85 Le considérant 585 de la décision attaquée, invoqué par la requérante, est libellé comme suit:

" La communication des griefs dans la présente affaire a par ailleurs été adressée à un certain nombre de sociétés qui se sont avérées être des sociétés holdings intermédiaires n'ayant en tant que telles pas d'activité commerciale. La Commission considère que dans ces situations, la société mère de dernier rang et la ou les filiales opérationnelles impliquées dans l'infraction représentent en principe de manière appropriée l'entreprise responsable au sens du droit communautaire, sans qu'il soit nécessaire de retenir la responsabilité de la ou des sociétés holdings intermédiaires. Ces sociétés ne sont donc pas destinataires de la présente décision. "

86 Il n'est pas contesté que la requérante a été, durant toute la durée de l'infraction qui lui est imputée, une société holding intermédiaire de Trioplast Wittenheim sans activité commerciale propre. Le fait que la Commission a adressé la décision attaquée à la requérante ne peut, par conséquent, être concilié avec l'énoncé du considérant 585 de ladite décision. La Commission n'a pas non plus contesté le fait que le principe ainsi formulé a été respecté pour de nombreuses autres entreprises concernées par cette procédure et pour lesquelles la société holding intermédiaire n'a pas été tenue pour responsable.

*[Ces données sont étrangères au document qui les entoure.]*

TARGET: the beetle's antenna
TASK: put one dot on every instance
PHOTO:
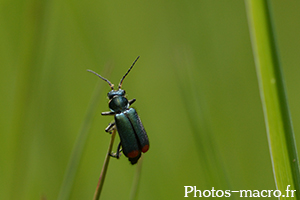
(121, 82)
(110, 85)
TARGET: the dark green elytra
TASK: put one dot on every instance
(133, 137)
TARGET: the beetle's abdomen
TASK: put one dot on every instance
(132, 134)
(118, 104)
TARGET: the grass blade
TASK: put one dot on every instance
(273, 96)
(77, 151)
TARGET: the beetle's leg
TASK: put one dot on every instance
(108, 113)
(131, 101)
(118, 154)
(110, 127)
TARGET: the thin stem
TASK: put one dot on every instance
(273, 94)
(136, 179)
(104, 168)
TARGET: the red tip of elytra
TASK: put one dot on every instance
(133, 154)
(145, 148)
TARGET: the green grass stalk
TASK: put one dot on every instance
(277, 116)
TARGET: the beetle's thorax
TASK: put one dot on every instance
(118, 102)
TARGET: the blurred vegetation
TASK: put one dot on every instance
(195, 85)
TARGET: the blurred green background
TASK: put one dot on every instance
(195, 85)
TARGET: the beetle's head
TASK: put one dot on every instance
(113, 93)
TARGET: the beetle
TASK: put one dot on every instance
(133, 137)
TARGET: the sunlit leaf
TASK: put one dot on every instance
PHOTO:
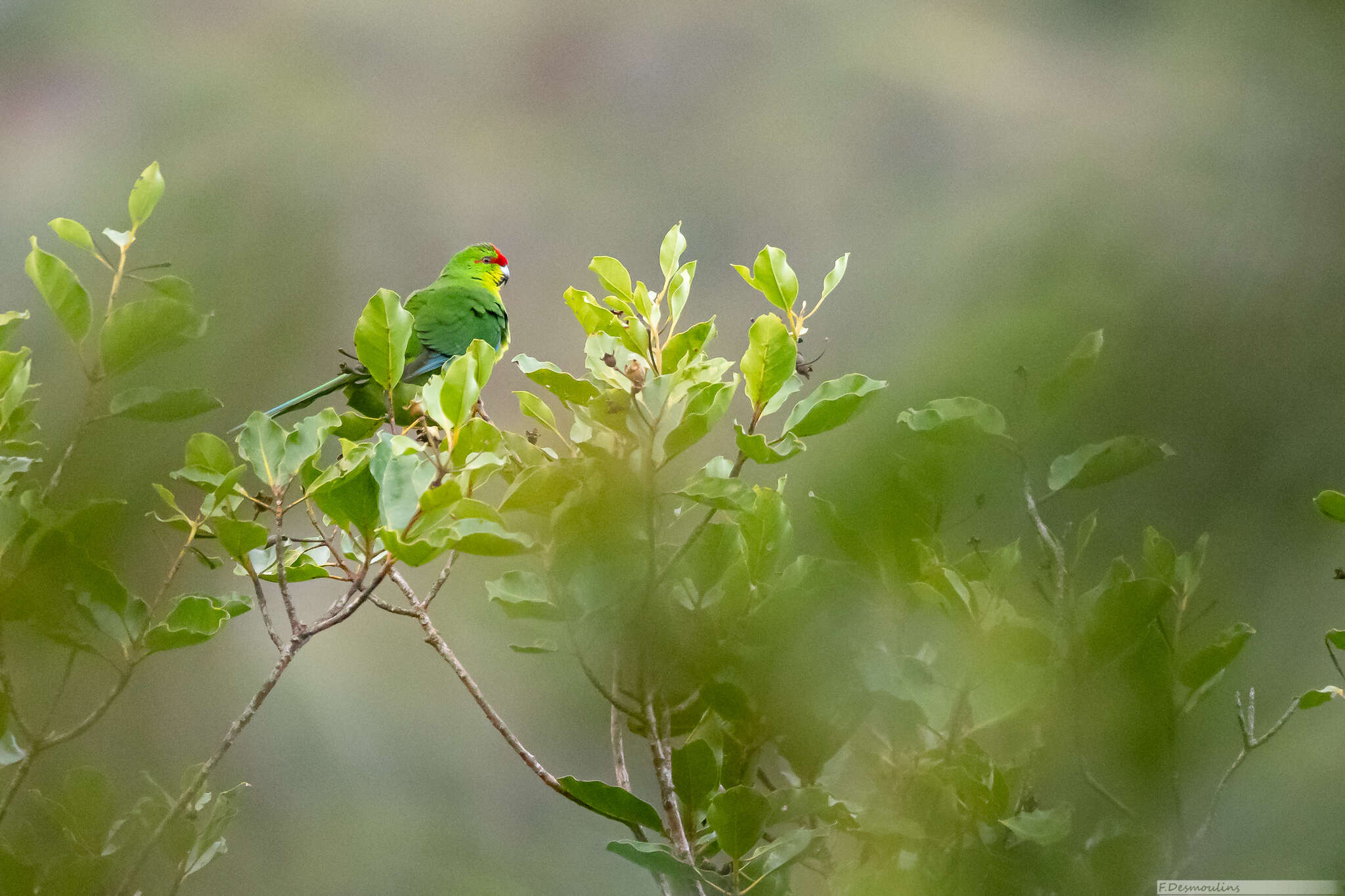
(381, 336)
(1105, 461)
(61, 289)
(162, 406)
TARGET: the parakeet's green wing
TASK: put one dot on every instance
(449, 326)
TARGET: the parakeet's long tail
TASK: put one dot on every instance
(313, 395)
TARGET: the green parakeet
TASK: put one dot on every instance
(463, 304)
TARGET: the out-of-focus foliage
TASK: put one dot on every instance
(64, 593)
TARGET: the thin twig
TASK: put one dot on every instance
(296, 628)
(1247, 726)
(261, 602)
(287, 654)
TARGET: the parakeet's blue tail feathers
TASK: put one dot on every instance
(313, 395)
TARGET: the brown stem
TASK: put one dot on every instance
(261, 602)
(287, 654)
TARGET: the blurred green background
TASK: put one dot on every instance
(1006, 177)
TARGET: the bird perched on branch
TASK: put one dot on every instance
(462, 305)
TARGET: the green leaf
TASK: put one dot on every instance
(833, 278)
(685, 347)
(738, 817)
(540, 489)
(61, 289)
(695, 771)
(680, 289)
(1320, 696)
(450, 396)
(10, 324)
(522, 595)
(1105, 461)
(350, 499)
(487, 538)
(557, 382)
(953, 416)
(1080, 362)
(772, 277)
(146, 194)
(160, 406)
(722, 494)
(762, 452)
(1044, 826)
(137, 331)
(770, 359)
(613, 276)
(657, 859)
(1332, 505)
(536, 408)
(240, 536)
(263, 445)
(171, 286)
(537, 647)
(707, 405)
(381, 337)
(831, 405)
(1212, 658)
(1122, 613)
(612, 802)
(74, 233)
(192, 620)
(670, 251)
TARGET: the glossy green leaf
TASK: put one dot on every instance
(10, 326)
(954, 416)
(146, 194)
(1331, 504)
(613, 276)
(557, 382)
(537, 409)
(680, 289)
(381, 337)
(1044, 826)
(762, 452)
(695, 771)
(738, 817)
(612, 802)
(137, 331)
(1083, 358)
(1212, 658)
(688, 344)
(522, 595)
(162, 406)
(722, 494)
(831, 405)
(772, 277)
(263, 445)
(770, 359)
(61, 289)
(1105, 461)
(670, 251)
(1122, 613)
(192, 620)
(489, 539)
(707, 405)
(74, 233)
(240, 536)
(657, 859)
(1320, 696)
(834, 276)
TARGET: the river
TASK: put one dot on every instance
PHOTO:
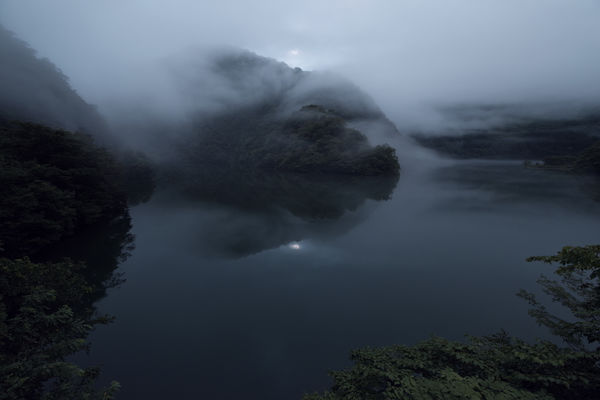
(256, 293)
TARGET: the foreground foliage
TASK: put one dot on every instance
(498, 366)
(54, 183)
(41, 323)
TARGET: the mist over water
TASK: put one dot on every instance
(254, 283)
(274, 297)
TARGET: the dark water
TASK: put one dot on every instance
(255, 288)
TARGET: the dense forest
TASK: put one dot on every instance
(65, 225)
(57, 186)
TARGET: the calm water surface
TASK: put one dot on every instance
(255, 290)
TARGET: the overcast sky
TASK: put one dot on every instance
(404, 53)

87 Cependant, ces constatations ne sauraient conduire à l'illégalité de la décision attaquée. En effet, comme il a été établi aux points 47 à 82 ci-dessus, la Commission n'a pas commis d'erreur factuelle ou juridique en imputant le comportement anticoncurrentiel de Trioplast Wittenheim à la requérante pour la période 1992-1998.

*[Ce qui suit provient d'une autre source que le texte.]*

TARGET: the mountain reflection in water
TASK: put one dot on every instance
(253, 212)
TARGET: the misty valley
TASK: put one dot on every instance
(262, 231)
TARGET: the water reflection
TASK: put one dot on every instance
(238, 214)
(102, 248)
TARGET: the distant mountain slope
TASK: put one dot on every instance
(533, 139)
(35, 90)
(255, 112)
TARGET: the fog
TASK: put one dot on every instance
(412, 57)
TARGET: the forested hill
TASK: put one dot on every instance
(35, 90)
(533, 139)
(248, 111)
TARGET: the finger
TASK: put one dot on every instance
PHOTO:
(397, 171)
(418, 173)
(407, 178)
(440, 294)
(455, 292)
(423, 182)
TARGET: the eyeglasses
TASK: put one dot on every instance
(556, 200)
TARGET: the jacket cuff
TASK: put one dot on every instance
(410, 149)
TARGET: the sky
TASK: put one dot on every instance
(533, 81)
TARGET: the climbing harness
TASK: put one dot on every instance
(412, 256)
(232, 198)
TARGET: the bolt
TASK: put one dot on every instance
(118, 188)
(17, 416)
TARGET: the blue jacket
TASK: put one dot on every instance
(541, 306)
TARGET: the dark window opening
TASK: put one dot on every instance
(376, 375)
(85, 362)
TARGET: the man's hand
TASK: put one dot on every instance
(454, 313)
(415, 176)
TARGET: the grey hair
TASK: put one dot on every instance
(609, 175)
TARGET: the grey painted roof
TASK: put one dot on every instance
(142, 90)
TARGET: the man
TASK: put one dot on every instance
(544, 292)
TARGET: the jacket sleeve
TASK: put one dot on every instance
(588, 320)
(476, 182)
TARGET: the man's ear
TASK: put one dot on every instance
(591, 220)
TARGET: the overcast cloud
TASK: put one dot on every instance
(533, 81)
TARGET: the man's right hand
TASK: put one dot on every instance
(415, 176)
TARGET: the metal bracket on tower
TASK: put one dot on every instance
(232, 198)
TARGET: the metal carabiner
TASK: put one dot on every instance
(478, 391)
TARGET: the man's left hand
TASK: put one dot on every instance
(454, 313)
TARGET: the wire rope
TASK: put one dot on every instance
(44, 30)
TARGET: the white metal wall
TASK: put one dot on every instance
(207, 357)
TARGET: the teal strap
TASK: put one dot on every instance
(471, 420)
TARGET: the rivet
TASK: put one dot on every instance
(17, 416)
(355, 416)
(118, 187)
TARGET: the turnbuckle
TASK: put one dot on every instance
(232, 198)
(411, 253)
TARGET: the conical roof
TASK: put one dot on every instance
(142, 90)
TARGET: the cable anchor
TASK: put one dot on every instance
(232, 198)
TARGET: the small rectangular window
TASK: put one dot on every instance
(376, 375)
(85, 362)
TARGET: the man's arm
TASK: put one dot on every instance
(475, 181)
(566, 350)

88 Ensuite, il est de jurisprudence constante qu'une entreprise coupable d'une infraction à l'article 81, paragraphe 1, CE ne saurait échapper à toute sanction au motif qu'un autre opérateur économique ne se serait pas vu infliger d'amende, alors même que le juge de l'Union n'est pas saisi de la situation de ce dernier (arrêt de la Cour du 31 mars 1993, Ahlström Osakeyhtiö e.a./Commission, C-89-85, C-104-85, C-114-85, C-116-85, C-117-85 et C-125-85 à C-129-85, Rec. p. I-1307, point 197, et arrêt du Tribunal du 5 décembre 2006, Westfalen Gassen Nederland/Commission, T-303-02, Rec. p. II-4567, point 142). Ainsi, l'argumentation de la requérante tirée de ce que d'autres entreprises, placées dans une situation prétendument similaire, ne se sont pas vu infliger d'amende, doit être rejetée.

89 Il convient, dès lors, de rejeter la première branche du second moyen.

4. Conclusion

90 Par conséquent, il convient d'accueillir le deuxième moyen, pour autant qu'il vise l'imputabilité du comportement de Trioplast Wittenheim à la requérante en 1991, et de le rejeter pour le surplus.

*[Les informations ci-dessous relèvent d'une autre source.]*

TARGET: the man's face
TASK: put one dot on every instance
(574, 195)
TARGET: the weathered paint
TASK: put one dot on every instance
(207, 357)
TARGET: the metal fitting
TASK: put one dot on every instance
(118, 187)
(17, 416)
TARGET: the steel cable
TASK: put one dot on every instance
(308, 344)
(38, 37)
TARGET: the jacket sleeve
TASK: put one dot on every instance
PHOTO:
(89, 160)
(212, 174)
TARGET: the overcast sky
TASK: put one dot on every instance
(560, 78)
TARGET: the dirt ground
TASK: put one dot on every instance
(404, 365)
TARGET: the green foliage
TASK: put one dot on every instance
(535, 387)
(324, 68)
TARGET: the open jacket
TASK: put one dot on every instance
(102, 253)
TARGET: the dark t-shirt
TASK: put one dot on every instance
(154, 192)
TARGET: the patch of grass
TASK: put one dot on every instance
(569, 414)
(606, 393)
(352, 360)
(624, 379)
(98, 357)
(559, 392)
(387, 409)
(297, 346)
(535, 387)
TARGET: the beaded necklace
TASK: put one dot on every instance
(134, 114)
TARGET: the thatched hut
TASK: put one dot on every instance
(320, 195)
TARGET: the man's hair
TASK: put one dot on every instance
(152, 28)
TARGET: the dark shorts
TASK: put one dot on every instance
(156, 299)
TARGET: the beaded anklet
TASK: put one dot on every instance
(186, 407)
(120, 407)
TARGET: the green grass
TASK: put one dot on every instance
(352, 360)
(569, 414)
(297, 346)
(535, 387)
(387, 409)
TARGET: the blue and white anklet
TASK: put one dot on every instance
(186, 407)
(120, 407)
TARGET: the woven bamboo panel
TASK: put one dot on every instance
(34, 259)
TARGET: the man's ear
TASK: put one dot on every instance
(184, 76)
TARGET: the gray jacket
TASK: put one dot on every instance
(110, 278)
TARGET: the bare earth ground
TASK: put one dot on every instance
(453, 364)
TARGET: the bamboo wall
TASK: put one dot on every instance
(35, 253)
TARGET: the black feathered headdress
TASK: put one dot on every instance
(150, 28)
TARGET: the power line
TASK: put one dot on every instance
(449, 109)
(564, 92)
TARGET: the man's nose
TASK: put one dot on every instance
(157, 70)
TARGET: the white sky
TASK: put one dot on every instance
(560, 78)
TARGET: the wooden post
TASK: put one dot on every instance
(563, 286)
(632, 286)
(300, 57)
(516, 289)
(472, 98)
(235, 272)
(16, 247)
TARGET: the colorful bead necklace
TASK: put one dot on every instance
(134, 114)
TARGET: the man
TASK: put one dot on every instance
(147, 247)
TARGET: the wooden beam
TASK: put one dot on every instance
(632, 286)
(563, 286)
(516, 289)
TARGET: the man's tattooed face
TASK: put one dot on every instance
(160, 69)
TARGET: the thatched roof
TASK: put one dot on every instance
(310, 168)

B - Sur le premier moyen, concernant la détermination du montant de l'amende

91 Par le présent moyen, la requérante conteste, en substance, le bien-fondé de la méthode que la Commission a retenue pour calculer les montants au paiement desquels les sociétés mères sont tenues pour solidairement responsables.

92 À cet égard, il y a lieu de rappeler que, selon l'article 1er de la décision attaquée, Trioplast Wittenheim, la requérante, FLSmidth et Trioplast Industrier ont enfreint l'article 81 CE. Il y est précisé que l'infraction de Trioplast Wittenheim a duré du 6 janvier 1982 au 26 juin 2002, celle de la requérante et de FLSmidth du 31 décembre 1990 au 19 janvier 1999 et celle de Trioplast Industrier du 21 janvier 1991 au 26 juin 2002. En vertu de l'article 2, premier alinéa, sous f), de la décision attaquée, une amende de 17,85 millions d'euro est infligée à Trioplast Wittenheim, et sur ce montant, la requérante et FLSmidth sont tenues pour solidairement responsables à hauteur de 15,30 millions d'euro et Trioplast Industrier à hauteur de 7,73 millions d'euro (arrêt du Tribunal du 13 septembre 2010, Trioplast Industrier/Commission, T-40-06, non encore publié au Recueil, point 63).

93 En ce qui concerne, d'abord, le calcul du montant attribué à Trioplast Wittenheim, la Commission est parvenue au montant final de 17,85 millions d'euro en la classant, dans le cadre d'un traitement différencié et sur la base de la part de marché réalisée avec le produit concerné sur le territoire pertinent, dans la cinquième catégorie et en lui attribuant un montant de départ de 8,5 millions d'euro. Puis, la Commission a majoré le montant de départ de 8,5 millions d'euro de 200 %, en raison de la durée de sa participation à l'entente, établie à 20 ans et 5 mois, ce qui a conduit à un montant de base de 25,5 millions d'euro. En l'absence de circonstances aggravantes et atténuantes et le plafond de 10 % du chiffre d'affaires demeurant, en l'espèce, sans incidence, la Commission a uniquement réduit le montant de base de 30 %, en application de la communication sur la coopération (voir, en ce sens, arrêt Trioplast Industrier/Commission, point 92 supra, point 67).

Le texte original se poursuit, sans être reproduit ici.